In each benchmark leading to the middle class, African-Americans trailed all racial groups from childhood to age 40. Only a third of blacks entered the middle class, compared with nearly 70 percent of whites and 52 percent of Hispanics.
A Brookings Institution report, "Pathways to the Middle Class: Balancing Personal and Public Responsibilities," shows that children who achieve professional success are disproportionally from higher-income and white families; those who never move up come from lower-income or black families, or both.
While high poverty rates can help explain these numbers, other obstacles to the middle class include teenage and unwed pregnancies and criminal convictions, said Juan Williams, a Fox News commentator who appeared on the Brookings panel.
Another avenue that slows ascension is poor education. In early childhood, 56 percent of black 5-year-olds possess adequate pre-reading and math skills and demonstrate behaviors considered "school-appropriate," compared with 61 percent of Hispanics and 68 percent of whites.
The road ahead for blacks is riddled with obstacles.

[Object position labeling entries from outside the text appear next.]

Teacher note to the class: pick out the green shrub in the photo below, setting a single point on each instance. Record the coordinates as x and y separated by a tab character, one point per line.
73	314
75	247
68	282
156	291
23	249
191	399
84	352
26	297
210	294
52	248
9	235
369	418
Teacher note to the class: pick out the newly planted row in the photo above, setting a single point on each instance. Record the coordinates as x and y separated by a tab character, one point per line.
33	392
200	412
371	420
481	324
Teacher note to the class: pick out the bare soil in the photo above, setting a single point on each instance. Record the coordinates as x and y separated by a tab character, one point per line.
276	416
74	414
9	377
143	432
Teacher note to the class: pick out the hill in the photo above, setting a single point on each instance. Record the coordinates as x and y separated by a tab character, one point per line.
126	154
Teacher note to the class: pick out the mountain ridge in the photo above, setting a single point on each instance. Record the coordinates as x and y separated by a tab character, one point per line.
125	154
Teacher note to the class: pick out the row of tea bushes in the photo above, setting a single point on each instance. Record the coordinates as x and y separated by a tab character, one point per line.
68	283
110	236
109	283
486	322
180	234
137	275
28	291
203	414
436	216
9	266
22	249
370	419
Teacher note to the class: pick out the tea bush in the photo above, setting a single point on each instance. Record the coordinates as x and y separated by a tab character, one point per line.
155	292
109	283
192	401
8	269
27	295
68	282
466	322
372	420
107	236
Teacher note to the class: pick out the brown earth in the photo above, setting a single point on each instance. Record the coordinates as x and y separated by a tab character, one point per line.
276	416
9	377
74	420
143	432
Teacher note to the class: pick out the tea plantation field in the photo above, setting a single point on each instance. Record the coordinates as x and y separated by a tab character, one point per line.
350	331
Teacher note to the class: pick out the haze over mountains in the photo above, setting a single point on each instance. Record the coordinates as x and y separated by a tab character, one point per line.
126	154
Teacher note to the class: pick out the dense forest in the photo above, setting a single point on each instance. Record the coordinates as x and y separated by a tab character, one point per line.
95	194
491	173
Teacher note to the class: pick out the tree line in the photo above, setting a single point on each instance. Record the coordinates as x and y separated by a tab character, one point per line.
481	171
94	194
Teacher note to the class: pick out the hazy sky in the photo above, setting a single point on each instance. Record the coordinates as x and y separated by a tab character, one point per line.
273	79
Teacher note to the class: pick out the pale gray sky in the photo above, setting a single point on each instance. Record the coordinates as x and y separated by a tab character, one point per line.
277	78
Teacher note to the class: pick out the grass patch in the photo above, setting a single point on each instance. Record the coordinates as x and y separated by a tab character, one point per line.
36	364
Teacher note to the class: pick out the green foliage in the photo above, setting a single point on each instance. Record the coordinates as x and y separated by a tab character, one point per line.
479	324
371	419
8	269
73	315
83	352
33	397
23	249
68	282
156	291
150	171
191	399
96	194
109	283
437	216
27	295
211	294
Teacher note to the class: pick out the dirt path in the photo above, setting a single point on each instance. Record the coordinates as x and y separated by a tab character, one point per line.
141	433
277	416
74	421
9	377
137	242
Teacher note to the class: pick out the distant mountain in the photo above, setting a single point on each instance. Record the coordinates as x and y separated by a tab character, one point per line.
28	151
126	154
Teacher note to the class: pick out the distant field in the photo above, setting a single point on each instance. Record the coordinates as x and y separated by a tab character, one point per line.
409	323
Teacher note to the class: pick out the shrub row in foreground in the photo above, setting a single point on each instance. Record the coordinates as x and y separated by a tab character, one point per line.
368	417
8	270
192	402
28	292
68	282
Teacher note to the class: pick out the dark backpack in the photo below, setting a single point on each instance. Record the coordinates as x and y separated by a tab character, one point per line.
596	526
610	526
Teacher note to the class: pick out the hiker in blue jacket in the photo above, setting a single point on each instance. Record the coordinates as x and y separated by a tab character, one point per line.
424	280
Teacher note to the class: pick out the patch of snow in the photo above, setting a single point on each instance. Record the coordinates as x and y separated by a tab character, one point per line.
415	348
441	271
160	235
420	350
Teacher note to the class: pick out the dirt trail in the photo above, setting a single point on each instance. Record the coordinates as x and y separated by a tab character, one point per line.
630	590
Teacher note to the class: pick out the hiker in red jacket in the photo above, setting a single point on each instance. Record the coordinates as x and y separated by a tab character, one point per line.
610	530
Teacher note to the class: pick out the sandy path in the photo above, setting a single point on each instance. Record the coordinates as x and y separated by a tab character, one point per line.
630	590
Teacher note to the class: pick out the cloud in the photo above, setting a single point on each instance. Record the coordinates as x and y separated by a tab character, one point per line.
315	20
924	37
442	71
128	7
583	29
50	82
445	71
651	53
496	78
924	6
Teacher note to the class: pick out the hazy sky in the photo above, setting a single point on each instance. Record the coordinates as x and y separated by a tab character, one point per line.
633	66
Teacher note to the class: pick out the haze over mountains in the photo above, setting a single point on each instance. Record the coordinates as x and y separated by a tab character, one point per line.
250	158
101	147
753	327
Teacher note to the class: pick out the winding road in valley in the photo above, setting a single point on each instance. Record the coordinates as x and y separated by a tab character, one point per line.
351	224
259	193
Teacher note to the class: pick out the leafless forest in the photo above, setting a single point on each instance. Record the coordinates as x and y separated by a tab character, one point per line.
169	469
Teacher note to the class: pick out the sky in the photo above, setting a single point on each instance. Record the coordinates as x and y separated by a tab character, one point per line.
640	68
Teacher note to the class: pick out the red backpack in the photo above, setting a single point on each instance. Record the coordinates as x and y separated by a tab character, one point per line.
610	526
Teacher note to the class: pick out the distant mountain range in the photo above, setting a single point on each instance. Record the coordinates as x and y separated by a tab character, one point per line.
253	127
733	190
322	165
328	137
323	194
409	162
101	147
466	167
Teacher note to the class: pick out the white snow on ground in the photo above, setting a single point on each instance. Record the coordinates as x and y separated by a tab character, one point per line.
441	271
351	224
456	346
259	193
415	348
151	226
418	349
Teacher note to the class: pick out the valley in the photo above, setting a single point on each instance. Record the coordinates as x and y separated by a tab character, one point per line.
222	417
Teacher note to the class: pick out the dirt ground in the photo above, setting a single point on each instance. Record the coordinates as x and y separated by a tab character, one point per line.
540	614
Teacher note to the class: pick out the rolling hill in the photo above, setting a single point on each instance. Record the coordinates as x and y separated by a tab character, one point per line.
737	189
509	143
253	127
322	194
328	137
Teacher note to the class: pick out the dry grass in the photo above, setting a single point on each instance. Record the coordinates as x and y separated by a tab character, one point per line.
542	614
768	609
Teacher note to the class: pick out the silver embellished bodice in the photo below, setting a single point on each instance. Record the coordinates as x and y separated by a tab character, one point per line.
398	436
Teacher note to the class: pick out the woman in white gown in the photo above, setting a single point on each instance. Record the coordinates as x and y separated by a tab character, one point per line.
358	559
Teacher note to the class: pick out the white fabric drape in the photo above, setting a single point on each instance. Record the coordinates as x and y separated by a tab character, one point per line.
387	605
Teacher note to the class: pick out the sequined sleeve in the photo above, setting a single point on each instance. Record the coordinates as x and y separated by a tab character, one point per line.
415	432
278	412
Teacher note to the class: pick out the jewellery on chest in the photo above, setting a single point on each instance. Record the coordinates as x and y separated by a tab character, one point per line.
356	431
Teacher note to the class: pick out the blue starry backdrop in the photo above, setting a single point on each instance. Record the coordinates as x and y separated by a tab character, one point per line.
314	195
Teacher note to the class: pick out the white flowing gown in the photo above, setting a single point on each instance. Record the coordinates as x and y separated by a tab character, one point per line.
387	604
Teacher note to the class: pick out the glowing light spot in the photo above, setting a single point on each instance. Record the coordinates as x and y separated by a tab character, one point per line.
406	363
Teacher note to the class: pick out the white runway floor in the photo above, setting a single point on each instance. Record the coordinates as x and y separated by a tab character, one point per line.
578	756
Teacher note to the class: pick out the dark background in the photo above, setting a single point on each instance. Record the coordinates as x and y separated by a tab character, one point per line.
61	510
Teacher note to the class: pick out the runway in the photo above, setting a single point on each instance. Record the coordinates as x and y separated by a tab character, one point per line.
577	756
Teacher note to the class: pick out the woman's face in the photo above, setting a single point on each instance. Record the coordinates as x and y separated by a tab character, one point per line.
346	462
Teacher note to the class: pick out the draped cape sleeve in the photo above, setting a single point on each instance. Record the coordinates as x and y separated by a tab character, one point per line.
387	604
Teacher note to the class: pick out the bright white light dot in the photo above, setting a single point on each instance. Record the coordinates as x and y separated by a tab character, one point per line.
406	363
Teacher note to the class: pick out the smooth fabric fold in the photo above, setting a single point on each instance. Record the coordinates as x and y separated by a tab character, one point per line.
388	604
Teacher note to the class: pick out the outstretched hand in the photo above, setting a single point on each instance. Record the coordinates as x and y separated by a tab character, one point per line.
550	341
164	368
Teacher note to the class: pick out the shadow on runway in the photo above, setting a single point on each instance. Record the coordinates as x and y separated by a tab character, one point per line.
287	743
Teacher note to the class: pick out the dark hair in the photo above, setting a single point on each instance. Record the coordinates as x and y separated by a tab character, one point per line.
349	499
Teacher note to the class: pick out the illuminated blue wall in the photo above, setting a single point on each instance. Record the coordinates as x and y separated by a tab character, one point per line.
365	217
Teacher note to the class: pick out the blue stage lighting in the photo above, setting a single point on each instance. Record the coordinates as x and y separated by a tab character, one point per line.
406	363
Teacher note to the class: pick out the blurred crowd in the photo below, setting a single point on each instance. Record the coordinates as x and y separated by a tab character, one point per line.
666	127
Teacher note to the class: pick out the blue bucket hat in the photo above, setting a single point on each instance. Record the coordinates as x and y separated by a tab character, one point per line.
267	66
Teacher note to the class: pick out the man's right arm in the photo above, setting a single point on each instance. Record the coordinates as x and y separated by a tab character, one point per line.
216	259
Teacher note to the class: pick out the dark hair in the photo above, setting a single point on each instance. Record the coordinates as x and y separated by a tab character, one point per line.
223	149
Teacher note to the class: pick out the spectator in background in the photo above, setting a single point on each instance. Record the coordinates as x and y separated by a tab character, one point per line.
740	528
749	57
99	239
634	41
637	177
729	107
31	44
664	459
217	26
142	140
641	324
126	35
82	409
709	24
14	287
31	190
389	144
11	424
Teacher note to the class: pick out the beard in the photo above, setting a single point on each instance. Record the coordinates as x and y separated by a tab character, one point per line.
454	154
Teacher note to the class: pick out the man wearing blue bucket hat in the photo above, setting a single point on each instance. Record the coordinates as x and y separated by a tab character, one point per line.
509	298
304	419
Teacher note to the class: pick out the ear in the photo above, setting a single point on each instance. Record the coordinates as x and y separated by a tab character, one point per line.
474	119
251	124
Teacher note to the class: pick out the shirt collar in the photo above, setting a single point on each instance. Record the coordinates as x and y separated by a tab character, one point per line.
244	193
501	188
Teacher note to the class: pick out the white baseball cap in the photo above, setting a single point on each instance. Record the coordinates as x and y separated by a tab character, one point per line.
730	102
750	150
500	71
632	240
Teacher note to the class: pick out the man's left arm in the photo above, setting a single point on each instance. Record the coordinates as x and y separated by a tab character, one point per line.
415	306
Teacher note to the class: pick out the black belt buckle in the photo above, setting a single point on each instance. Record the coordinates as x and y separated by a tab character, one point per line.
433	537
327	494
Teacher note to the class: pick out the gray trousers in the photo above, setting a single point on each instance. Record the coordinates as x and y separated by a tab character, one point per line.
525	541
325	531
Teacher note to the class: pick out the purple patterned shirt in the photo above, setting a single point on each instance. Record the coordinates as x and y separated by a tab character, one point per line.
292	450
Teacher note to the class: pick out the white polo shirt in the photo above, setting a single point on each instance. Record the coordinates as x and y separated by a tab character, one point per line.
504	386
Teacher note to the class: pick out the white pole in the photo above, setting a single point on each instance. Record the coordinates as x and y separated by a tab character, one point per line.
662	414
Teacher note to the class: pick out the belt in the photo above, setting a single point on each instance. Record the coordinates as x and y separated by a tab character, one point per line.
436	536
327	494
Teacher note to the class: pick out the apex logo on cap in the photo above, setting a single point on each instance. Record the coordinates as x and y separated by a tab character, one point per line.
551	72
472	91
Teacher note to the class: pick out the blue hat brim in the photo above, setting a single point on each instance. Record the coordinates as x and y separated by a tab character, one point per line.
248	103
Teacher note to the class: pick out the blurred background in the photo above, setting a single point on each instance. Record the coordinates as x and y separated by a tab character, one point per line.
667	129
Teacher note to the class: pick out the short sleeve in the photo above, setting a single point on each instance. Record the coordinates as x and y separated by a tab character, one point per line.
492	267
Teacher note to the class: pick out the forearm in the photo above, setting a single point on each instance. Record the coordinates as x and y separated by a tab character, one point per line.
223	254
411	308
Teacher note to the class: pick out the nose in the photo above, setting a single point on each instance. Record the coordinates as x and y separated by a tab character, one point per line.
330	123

By age 11, only 52 percent of black kids have adequate English and math skills, compared with 73 percent of white youngsters.
By high school, 39 percent of blacks graduate with a 2.5 grade-point average; have no conviction for a criminal offense; or exit their teens without becoming a parent.
"The most dramatic difference is that whites are twice as likely to end up in the middle class by middle age, which is essentially making three times the poverty line compared to blacks," said Scott Winship, an institute fellow and a report coauthor.